Ведерников понимал, что мать ни за что не прекратит ежемесячных выплат, даже если сама останется потом без копейки. Весь ее взъерошенный, напыженный облик кричал: не трогайте меня! Ведерников и не трогал, боже упаси. Не задавал никаких вопросов, не говорил никаких дешевых, не обеспеченных реальной помощью слов сочувствия. Да мать и не приняла бы помощи, это было не из ее жизни, это пробило бы брешь в ее помятой, но тем жестче сверкающей броне. Сделавшись уязвимой, она убегала, пряталась. Некоторое время ее, судя по всему, не было в России. Потом она вернулась, бледная, опухшая, в новом шерстяном зеленом костюме, нехорошо на ней сидевшем. Надо было, наверное, ее приобнять; надо было взять ее за руку, бессильно висевшую под тяжестью венозной крови и потупленных колец. Ведерников не сделал ни того, ни другого. И через небольшое время как-то все наладилось; мать накупила ярких, в обтяжку, джинсов и слаксов, пересела на джип, где на пассажирском сиденье можно было регулярно наблюдать нагромождение телес и сумрак бороды все того же Романа Петровича – затеявшего, между прочим, авантюрные контракты на спортивные протезы и смотревшего на Ведерникова с прицельным хозяйским прищуром.

Вот и выходило так, что Ведерников жалел родную мать только за одно: за собственное свое неуместное рождение. Он теперь не мог не быть – по крайней мере, не мог достичь небытия, не сделавшись укором и не доставив хлопот. Лучшее, что он был в силах сделать для матери, – это оставаться не более чем статьей расходов. Полная нейтральность, стерильность разговоров, регулярные отчеты по телефону, совершенно такие же, как вчера и позавчера. Демонстрация надежности дальнего ящика, куда Ведерников был раз и навсегда определен. И никакого с ее стороны участия в жизни Женечки Караваева – от которого по-хорошему следовало бы избавиться каким-нибудь спокойным, цивилизованным способом.

* * *

Но избавиться не получилось. К своему замешательству, Ведерников обнаружил, что многие вокруг вполне серьезно считают его святым.

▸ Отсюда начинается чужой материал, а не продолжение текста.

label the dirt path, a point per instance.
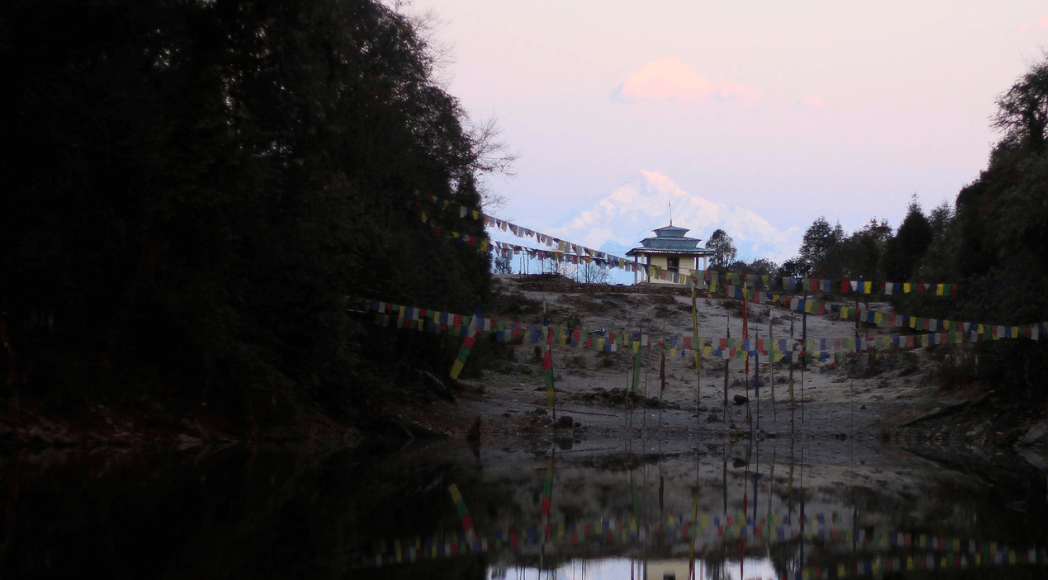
(831, 402)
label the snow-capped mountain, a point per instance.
(619, 220)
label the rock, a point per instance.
(1034, 435)
(437, 387)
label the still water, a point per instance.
(786, 508)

Особенно озадачивало такое отношение со стороны людей, знавших Ведерникова до катастрофы. Например – учительница химии, химоза, в свое время хладнокровно ставившая Ведерникову трояки и носившая тогда свой тугой, на все железные пуговицы застегнутый корпус необыкновенно прямо, по-адмиральски. Теперь это была оплывшая, осевшая старуха, чьи растресканные лаковые туфли были надрезаны, дабы вмещать раздутые ступни, а пуговицы платья, испачканного мелом, висели на нитках. Но какой надеждой, каким благоговением светилось ее бородавчатое доброе лицо при виде Ведерникова! Как теплы были ее пирожки с рыхлыми начинками, которые она припасала, в кастрюльке и тряпочке, к его приходу в учительскую! То же самое – географичка, в отличие от химозы почти не постаревшая, все такая же маленькая, узенькая, с огромным, мужского размера, горбатым носом и шапкой седого дыма, в которой еще держалась смоляная копоть. В педагогическом коллективе составился своего рода фан-клуб Ведерникова, куда входили и учительницы помоложе, среди них одна красавица с удивительно высокой бархатистой шеей и в круглых очках, преподавательница пения в младших классах.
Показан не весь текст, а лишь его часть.